S. Korea's Park says family 'root cause' of ferry tragedy

S. Korea's Park says family 'root cause' of ferry tragedy
A woman reads messages on yellow ribbons dedicated to dead and missing passengers of the sunken ferry Sewol.

SEOUL - South Korean President Park Geun-Hye on Tuesday denounced fugitive members of the ship-owning family linked to last month's ferry disaster, calling them the "root cause" of the tragedy that claimed around 300 lives.

The government has offered a half-million dollar reward for information leading to the arrest of Yoo Byung-Eun, patriarch of the family behind Chonghaejin Marine Co.

Chonghaejin owned and operated the 6,825-tonne Sewol ferry that capsized and sank on April 16 with hundreds of high school students on board.

Yoo and his eldest son have become the targets of a massive manhunt after they ignored prosecutors' summons to surrender themselves for questioning.

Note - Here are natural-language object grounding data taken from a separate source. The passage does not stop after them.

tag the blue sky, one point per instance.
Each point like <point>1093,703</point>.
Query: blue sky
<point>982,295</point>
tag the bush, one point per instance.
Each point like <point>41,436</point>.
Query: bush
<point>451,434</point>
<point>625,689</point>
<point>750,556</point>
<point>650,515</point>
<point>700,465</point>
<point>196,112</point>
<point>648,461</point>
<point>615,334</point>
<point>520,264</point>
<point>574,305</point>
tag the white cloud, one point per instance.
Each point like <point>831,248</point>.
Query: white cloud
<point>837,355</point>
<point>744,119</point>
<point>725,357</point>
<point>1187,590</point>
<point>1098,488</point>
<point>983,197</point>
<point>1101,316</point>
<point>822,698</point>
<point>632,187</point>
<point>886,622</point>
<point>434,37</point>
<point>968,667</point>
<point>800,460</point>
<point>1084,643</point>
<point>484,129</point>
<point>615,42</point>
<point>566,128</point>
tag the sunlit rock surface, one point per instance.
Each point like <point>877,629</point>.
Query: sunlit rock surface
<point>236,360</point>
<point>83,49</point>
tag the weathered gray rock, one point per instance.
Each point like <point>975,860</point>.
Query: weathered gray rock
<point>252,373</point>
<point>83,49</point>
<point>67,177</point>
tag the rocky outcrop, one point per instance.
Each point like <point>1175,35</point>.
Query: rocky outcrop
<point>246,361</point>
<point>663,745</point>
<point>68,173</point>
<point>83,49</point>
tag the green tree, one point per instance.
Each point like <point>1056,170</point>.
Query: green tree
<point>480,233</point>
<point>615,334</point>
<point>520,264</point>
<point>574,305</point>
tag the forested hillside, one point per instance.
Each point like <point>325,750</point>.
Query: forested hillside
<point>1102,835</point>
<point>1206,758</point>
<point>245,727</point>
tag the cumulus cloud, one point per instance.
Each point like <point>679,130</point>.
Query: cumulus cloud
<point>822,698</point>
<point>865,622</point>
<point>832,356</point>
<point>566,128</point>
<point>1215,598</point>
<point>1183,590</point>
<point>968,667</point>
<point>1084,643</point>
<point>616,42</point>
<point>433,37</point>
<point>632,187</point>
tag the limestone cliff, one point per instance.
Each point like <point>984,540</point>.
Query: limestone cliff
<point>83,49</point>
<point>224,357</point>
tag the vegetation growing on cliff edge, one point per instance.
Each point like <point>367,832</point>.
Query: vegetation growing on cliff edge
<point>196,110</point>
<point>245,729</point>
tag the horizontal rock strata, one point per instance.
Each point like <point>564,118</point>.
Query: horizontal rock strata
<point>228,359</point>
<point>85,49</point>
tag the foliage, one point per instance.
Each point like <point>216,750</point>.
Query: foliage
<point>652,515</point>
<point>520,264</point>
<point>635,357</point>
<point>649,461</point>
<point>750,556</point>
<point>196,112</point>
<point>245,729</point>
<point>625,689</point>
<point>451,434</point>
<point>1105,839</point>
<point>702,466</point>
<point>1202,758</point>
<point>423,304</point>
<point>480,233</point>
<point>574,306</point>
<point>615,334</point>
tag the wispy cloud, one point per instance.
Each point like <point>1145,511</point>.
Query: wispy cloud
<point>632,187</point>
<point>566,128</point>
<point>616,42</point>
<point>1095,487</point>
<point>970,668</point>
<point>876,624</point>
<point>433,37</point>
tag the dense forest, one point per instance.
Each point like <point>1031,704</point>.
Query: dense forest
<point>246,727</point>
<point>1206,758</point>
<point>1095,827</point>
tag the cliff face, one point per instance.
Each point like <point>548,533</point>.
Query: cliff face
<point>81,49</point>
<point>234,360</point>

Initial investigations suggest that lax safety standards and negligent business practices may have been a major contributor to the disaster.

"The Yoo Byung-Eun family, the root cause of the tragedy, is flouting the law and causing public fury at a time when it should repent in front of people and reveal the truth," Park told a meeting of her cabinet.

"This is an absolutely unpardonable criminal act," she said.

Yoo has no direct stake in Chonghaejin, but his children and close aides control it through a complex web of holding companies.

Prosecutors had offered an initial reward of US$50,000 (S$62,740) for information on Yoo's whereabouts, but upped the figure to US$500,000 on Monday after days of fruitless searching.

A US$100,000 reward was offered for his eldest son Yoo Dae-Kyun.

In the wake of the Sewol tragedy, President Park has had to contend with widespread public criticism of the rescue effort and lax regulatory oversight.

In a tearful address to the nation last week, she accepted personal responsibility and announced she would dismantle the coastguard in an overhaul of the national emergency response system.

Park has been very outspoken in her own criticism of the ferry's captain and surviving crew members, saying their decision to abandon ship while hundreds were still trapped was "tantamount to murder."